Saturation/How Many Hydrogens Do I Need?
Alright, the final topic of the day that was covered was saturation and take it from me its pretty simple. Knowing how many Hydrogens we need is essential to help us determine the shape and structure of a molecule. Knowing the units of saturation can help us extremely when it comes to this and how we do is is fairly simple and can be summed up in this little "formula": 2n+2 where n equals the number of carbons in a molecule. So lets take the molecule C5H10 for example. We have 5 carbons thus n=5. Using our little "formula" 2n+2 we get 2(5)+2=12. Ok so now what do we do with this number? Simply put it, we take this new number and compare it to the number of hydrogens, this is where we usually subtract the number of hydrogens from this number we obtained. In this case we have 10 Hydrogens, so 12-10=2. Now to obtain the units of unsaturation we divide it by 2. So here its 2/2 which equals 1. For C5H10 we have 1 unit of unsaturation. Ok we got that now comes the important stuff, you know finally getting to know what the hell this means. Well what a unit of saturation tells us is simply this:
- If a molecule has 1 units of unsaturation the molecules structure can contain a double bond or even a ring. Each unit can have a double bond.

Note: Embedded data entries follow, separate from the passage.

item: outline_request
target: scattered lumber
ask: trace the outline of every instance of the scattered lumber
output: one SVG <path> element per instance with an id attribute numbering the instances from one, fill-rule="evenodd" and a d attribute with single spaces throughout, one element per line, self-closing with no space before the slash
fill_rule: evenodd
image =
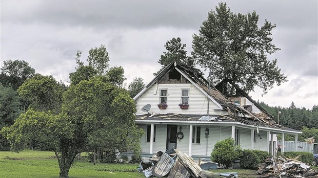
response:
<path id="1" fill-rule="evenodd" d="M 297 158 L 298 157 L 298 158 Z M 296 159 L 284 157 L 269 157 L 258 166 L 258 178 L 318 177 L 318 171 Z"/>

- If a molecule has 2 units of unsaturation the molecules structure can contain a triple bond
So this is good and all when all we have is just a Carbon and Hydrogen in a molecule. But what if there is something different right? How will this help? Well for Organic Chemistry, especially where we are starting now, we will just deal with two common atoms we will deal with: Oxygen and Nitrogen. Well to simply put it Nitrogen is equivalent to a Carbon and Hydrogen in unsaturation count. For example the molecule C6H11N now becomes C7H12. Just quickly the units of unsaturation for C6H11N (or now C7H12) can be solved like this:
n=7
2n+2=2(7)+2=14+2=16
H=12
16-H=16-12=4
4/2= 2 units of unsaturation
And now that we got Nitrogen covered lets do Oxygen. Ok so get this, for Oxygen it is equivalent to... nothing! Zero! Nada! Yeah its that simple believe it or not. So lets take for example C6H12O which now becomes simply C6H12. So lets now do this for fun:
n=6
2n+2=2(6)+2=12+2=14
H=12
14-H=14-12=2
2/2= 1 units of unsaturation
Conclusion
Ok so that was all we covered today in the two hours and thirty minute class. Get ready for day two tomorrow and I hope this helps!